"I used to think that I knew it; but of late years I have doubted my knowledge."

"Don't doubt it, Evert," said Mrs. Rutherford, earnestly, laying her hand on his arm, "he is just what you think, just what he always was. We understand him, you and I—we comprehend him; unfortunately, Margaret cannot."

"I have never pretended to judge Mrs. Harold," answered Evert Winthrop (but he looked as if he might have, if not a judgment, at least an opinion); "I know her too slightly."

"Yet you have seen a good deal of her since you came back from Europe," remarked his aunt.

"I have seen enough to know that she is, at least, a very good niece to you," he answered.

His feeling against Margaret Harold was strong, it was founded upon some of the deepest beliefs of his nature. But these beliefs were his own, in their very essence they were personal, private, he could not have discussed them with any one; especially would he never have discussed them with his aunt, because he thought that she did not, even as it was, do full justice to Margaret Harold, and he had no wish to increase the feeling. On the contrary, he thought that full justice should always be scrupulously awarded to that lady, and the more scrupulously if one did not happen to like her; he himself, for instance, did not like her; on that very account he was careful always, so he would have said, to keep in clear view a just estimate of the many good qualities which she undoubtedly possessed.

In response to his suggestion that Margaret had proved herself a good niece, Mrs. Rutherford answered, in a voice somewhat softened, "Yes, she is very devoted to me." Her conscience seemed to stir a little, for she went on: "Regarding my health, my personal comfort, she is certainly most thoughtful."

Here a door within opened, and she stopped. They heard a light step cross the floor; then a figure appeared in the long window that opened upon the piazza.

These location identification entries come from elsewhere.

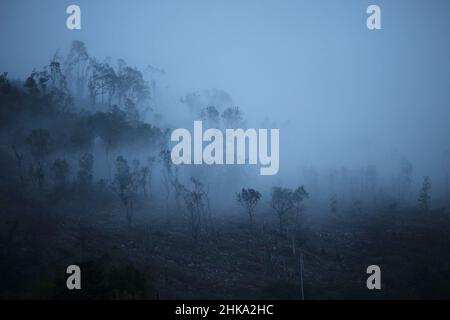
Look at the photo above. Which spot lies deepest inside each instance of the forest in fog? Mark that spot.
(87, 179)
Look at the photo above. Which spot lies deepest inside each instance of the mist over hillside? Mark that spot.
(87, 172)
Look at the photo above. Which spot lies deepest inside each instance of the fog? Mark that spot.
(86, 118)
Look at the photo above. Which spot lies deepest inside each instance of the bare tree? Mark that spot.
(249, 198)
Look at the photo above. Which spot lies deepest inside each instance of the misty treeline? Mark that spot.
(83, 126)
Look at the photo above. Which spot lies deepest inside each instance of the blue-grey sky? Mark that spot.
(313, 66)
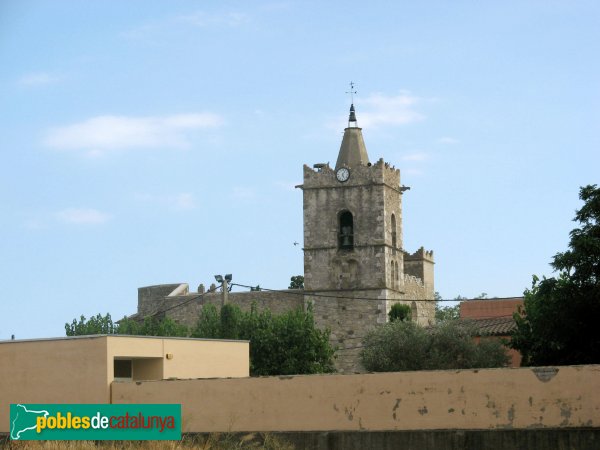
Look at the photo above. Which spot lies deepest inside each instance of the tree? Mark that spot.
(97, 324)
(399, 311)
(404, 345)
(558, 324)
(151, 326)
(296, 282)
(286, 344)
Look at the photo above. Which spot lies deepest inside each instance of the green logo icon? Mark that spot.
(95, 422)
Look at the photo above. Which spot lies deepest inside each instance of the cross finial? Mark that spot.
(352, 91)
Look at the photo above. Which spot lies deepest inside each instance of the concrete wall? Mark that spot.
(562, 397)
(81, 369)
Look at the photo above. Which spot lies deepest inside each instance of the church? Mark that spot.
(355, 266)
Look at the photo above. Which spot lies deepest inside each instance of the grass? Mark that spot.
(213, 441)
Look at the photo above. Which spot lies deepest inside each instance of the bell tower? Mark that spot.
(355, 267)
(352, 221)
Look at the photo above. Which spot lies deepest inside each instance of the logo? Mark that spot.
(95, 422)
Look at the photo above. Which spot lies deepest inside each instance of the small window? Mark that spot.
(123, 369)
(346, 231)
(393, 234)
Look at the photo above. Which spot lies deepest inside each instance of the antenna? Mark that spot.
(352, 91)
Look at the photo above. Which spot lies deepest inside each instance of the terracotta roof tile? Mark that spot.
(492, 326)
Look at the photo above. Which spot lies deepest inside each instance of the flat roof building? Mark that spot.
(81, 369)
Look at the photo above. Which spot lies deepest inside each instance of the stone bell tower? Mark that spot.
(352, 221)
(354, 263)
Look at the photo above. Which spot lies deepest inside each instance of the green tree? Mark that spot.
(399, 311)
(97, 324)
(286, 344)
(151, 326)
(558, 324)
(296, 282)
(404, 345)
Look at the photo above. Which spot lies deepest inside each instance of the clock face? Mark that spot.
(342, 174)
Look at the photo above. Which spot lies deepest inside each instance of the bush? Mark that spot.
(404, 345)
(286, 344)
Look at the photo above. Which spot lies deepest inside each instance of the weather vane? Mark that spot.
(352, 91)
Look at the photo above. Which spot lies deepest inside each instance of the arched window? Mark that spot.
(393, 234)
(346, 231)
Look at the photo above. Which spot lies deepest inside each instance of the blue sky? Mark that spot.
(149, 142)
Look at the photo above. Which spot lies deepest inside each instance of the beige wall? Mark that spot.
(191, 358)
(467, 399)
(80, 370)
(52, 371)
(206, 359)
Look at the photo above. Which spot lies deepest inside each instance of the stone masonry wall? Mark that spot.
(185, 309)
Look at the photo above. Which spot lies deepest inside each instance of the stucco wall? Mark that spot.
(57, 371)
(81, 369)
(435, 400)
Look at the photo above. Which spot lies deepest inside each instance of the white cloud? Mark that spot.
(286, 185)
(203, 19)
(37, 79)
(447, 140)
(101, 134)
(196, 19)
(82, 216)
(380, 110)
(243, 193)
(418, 156)
(183, 201)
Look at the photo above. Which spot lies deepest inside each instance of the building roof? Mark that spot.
(491, 326)
(117, 336)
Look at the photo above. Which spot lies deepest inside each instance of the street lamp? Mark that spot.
(224, 285)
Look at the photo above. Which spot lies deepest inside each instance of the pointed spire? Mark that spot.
(353, 151)
(352, 117)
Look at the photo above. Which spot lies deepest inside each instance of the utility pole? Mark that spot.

"Ah, Margaret, is that you? You have finished the letter?" said Mrs. Rutherford. "She has been writing to my cousins, to tell them of my safe arrival; I did not feel equal to writing myself," she added, to Winthrop.

He had risen to bring forward a chair. But Margaret passed him, and went to the piazza railing, which came solidly up as high as one's elbows, with a broad parapet to lean upon; here she stood looking at the water.